这是————
月色昏暗,若不细看,根本看不清牌上的纹路。
可杨灿的指尖抚过牌子的瞬间,却浑身一震,这种牌子,他自己也有一枚。
就像你在打麻将,摸到一张三条,指肚只要一蹭,怎还不知它是什麽。
杨灿大为诧异,失声道:「你是墨门弟子?」
一刀仙浑身一僵,糟了,这人竟然识得我墨家腰牌。
一刀仙立即矢口否认:「你胡说,我不是!」
要他死可以,墨门弟子的身份可不能暴露!
堂堂墨者竟沦为杀手,传出去岂不是贻笑天下,辱没了宗门?
「不是?」杨灿挑眉,将手中的牌子举到他眼前:「那这是什麽?」
「哦!这是————曾经有个墨家弟子向我挑衅,被我一刀就给杀了。我看这块牌子刻工精美,便留做了饰物,不可以吗?」
杨灿盯着他,突然道:「执矩守墨,君可识途?」
一刀仙根本来不及多想,下意识地便应道:「绳墨为凭,同道归心。」
切口对上,两人再度同时愣住,四目相对,有些尴尬。
片刻之后,杨灿突然一把扯下了一刀仙脸上的蒙面巾。
月光照清了一刀仙的眉眼,杨灿失声道:「原来是你,你竟是我墨门弟子! 」
一刀仙看着杨灿,同样满是诧异,难以置信地道:「你竟是我墨门弟子?」
杨灿缓缓松开了扼着他咽喉的手,诧异地道:「你身为墨家弟子,为何要做杀手?」
一刀仙黯然道:「宗门衰落,连饭都吃不起了,又如何开坛授徒,传我宗门衣钵?我————只好出来赚点钱贴补宗门,可我学的是杀人技,还能干什麽?」
「你只会杀人?」杨灿恍然道:「你是楚墨?」
只会杀人技的,那也只有楚墨了。
不料,一刀仙听了杨灿的话,竟然更加吃惊:「难道————你不是楚墨?」
一刀仙的心态有点崩了,墨门三分,其中唯有楚墨是以技击闻名的,如果这个王灿不是楚墨,武功却在他之上,那真是羞死个先人了。
杨灿「扳鞍下马」,单膝跪地,向一刀仙抱了抱拳:「秦墨,杨灿。

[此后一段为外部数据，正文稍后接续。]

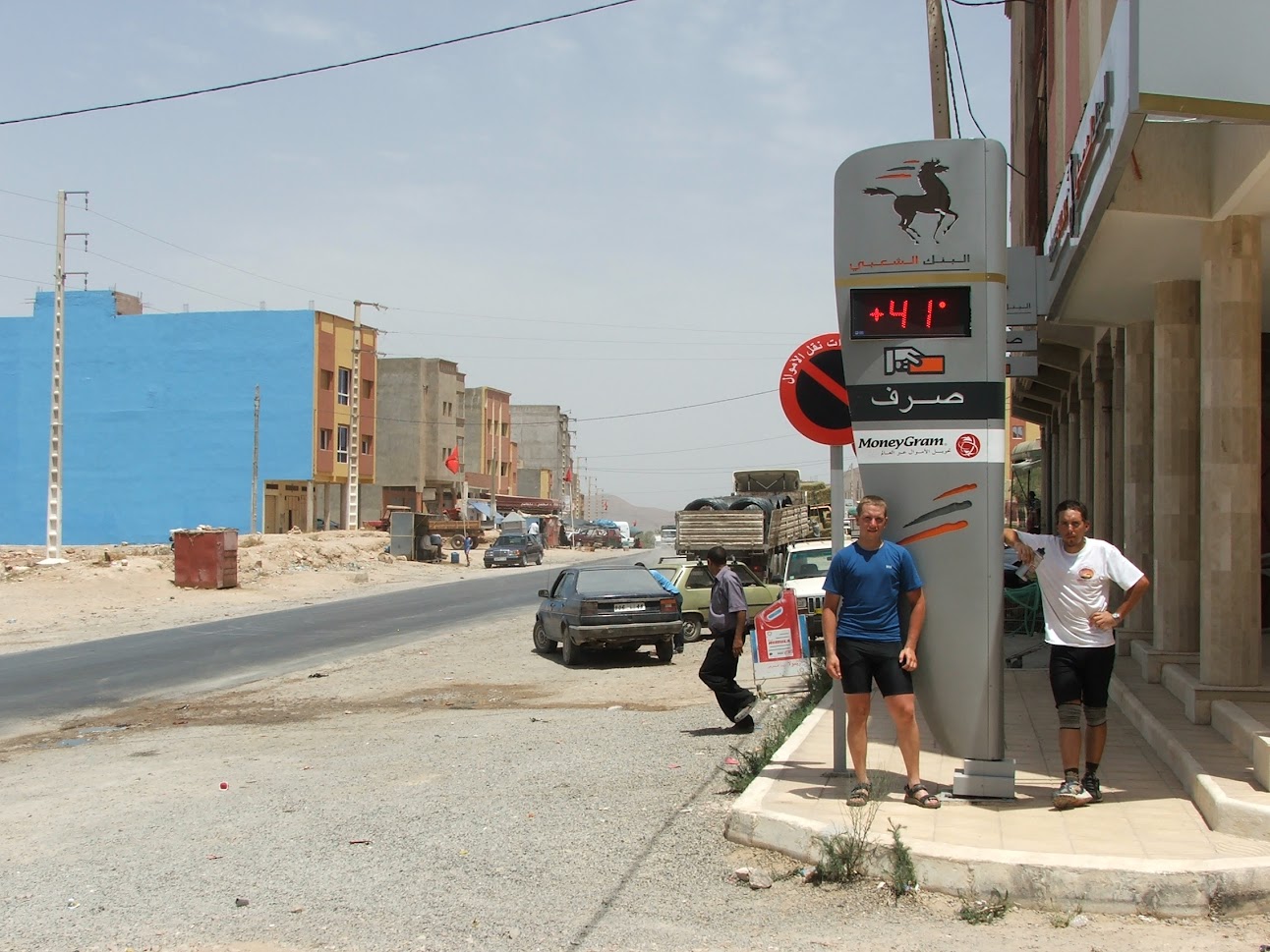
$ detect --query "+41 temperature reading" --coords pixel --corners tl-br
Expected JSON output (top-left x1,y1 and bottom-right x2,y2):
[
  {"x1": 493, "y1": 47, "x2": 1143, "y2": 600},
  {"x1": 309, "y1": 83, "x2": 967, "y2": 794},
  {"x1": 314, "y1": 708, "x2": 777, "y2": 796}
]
[
  {"x1": 869, "y1": 297, "x2": 949, "y2": 330},
  {"x1": 851, "y1": 287, "x2": 970, "y2": 340}
]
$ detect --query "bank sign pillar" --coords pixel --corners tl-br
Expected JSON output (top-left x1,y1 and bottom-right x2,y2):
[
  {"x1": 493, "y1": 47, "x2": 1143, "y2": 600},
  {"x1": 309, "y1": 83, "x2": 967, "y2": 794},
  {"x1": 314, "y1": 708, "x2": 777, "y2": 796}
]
[{"x1": 834, "y1": 140, "x2": 1014, "y2": 797}]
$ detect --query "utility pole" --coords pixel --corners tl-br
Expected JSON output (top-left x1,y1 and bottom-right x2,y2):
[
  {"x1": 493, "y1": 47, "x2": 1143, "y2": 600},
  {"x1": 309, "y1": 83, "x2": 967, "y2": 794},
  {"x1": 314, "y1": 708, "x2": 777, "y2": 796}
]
[
  {"x1": 43, "y1": 192, "x2": 87, "y2": 565},
  {"x1": 252, "y1": 383, "x2": 260, "y2": 535},
  {"x1": 344, "y1": 301, "x2": 386, "y2": 530},
  {"x1": 926, "y1": 0, "x2": 952, "y2": 139}
]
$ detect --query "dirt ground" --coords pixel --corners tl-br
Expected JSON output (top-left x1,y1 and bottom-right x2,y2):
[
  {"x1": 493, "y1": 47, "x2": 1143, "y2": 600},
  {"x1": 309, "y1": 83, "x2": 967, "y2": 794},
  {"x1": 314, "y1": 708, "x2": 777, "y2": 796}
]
[
  {"x1": 0, "y1": 531, "x2": 1270, "y2": 952},
  {"x1": 0, "y1": 530, "x2": 614, "y2": 653}
]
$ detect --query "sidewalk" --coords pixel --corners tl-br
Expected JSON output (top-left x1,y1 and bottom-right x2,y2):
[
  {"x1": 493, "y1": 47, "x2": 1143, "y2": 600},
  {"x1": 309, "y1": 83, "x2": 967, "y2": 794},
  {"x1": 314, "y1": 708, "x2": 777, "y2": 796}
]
[{"x1": 725, "y1": 659, "x2": 1270, "y2": 917}]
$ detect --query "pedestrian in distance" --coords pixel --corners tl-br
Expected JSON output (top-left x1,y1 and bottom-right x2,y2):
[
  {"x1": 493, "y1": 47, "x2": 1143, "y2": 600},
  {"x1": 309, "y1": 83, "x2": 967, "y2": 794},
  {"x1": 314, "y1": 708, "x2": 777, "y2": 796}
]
[
  {"x1": 697, "y1": 546, "x2": 758, "y2": 734},
  {"x1": 1004, "y1": 499, "x2": 1151, "y2": 810},
  {"x1": 822, "y1": 496, "x2": 940, "y2": 810},
  {"x1": 635, "y1": 562, "x2": 683, "y2": 655}
]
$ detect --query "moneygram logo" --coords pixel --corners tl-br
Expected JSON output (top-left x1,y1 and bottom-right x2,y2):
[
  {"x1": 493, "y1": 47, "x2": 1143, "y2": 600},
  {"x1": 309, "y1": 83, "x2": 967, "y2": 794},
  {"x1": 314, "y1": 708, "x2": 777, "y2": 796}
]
[{"x1": 856, "y1": 436, "x2": 945, "y2": 452}]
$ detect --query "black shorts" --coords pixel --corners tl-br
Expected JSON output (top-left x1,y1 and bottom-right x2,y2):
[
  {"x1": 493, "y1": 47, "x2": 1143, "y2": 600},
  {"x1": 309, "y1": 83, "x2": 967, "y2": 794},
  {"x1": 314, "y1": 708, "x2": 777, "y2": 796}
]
[
  {"x1": 1049, "y1": 644, "x2": 1115, "y2": 707},
  {"x1": 838, "y1": 639, "x2": 913, "y2": 697}
]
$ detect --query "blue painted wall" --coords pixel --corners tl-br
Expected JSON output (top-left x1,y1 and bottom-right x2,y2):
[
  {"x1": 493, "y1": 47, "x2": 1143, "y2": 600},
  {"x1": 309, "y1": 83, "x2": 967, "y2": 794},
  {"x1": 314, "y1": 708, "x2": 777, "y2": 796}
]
[{"x1": 0, "y1": 291, "x2": 315, "y2": 546}]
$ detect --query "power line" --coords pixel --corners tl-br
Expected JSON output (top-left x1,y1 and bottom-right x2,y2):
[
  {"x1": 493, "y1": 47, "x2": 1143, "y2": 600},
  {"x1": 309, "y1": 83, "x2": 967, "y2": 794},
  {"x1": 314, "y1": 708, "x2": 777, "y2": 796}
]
[
  {"x1": 948, "y1": 4, "x2": 988, "y2": 139},
  {"x1": 944, "y1": 0, "x2": 1035, "y2": 179},
  {"x1": 0, "y1": 0, "x2": 635, "y2": 126},
  {"x1": 0, "y1": 188, "x2": 787, "y2": 344},
  {"x1": 944, "y1": 36, "x2": 961, "y2": 139},
  {"x1": 577, "y1": 390, "x2": 776, "y2": 422}
]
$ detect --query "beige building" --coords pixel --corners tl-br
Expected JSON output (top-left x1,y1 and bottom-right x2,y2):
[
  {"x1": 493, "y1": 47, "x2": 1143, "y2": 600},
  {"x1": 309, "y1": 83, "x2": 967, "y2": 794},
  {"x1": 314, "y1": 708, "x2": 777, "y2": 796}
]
[
  {"x1": 462, "y1": 387, "x2": 518, "y2": 497},
  {"x1": 1006, "y1": 0, "x2": 1270, "y2": 722},
  {"x1": 361, "y1": 357, "x2": 467, "y2": 519}
]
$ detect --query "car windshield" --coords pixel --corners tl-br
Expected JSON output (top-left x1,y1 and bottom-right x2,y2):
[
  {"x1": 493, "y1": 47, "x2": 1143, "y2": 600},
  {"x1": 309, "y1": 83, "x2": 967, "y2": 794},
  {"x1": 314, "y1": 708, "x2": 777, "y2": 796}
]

」
一刀仙躺在地上,冲杨灿抱了抱拳:「楚墨,萧修。」
他一边说着,一边暗自庆幸:幸好我的名姓,便是我楚墨的许多同门都不知道,更别说他是秦墨弟子了。
他既不知我的名姓,便不知道我在楚墨中的身份,这般一来,楚墨的体面,总算还能保留几分,不至于被人扒得一丝不挂。
幸甚,幸甚!
此时,安陆派出的白崖国王帐一众侍卫高手,借着夜色的掩护,终于成功潜入了凤雏部落的驻地。
他们身形隐秘,交叉掩护,避开了巡夜的哨兵,一步步朝着杨灿的寝帐摸去。
杨灿寝帐的位置,他们下午便已打听清楚了。
——
渐渐的,他们离杨灿的寝帐越来越近,队伍中的劲弩手,已然悄悄端起了手中的劲弩。
不远处,一座士兵休息的大帐外,草丛中突然传来一阵轻微的动静,一道身影摇摇晃晃地站了起来。
这人头发凌乱,脸上还带着未散的迷茫,正是此前被一刀仙一掌击晕丶扔进草丛的那名凤雏部落战士。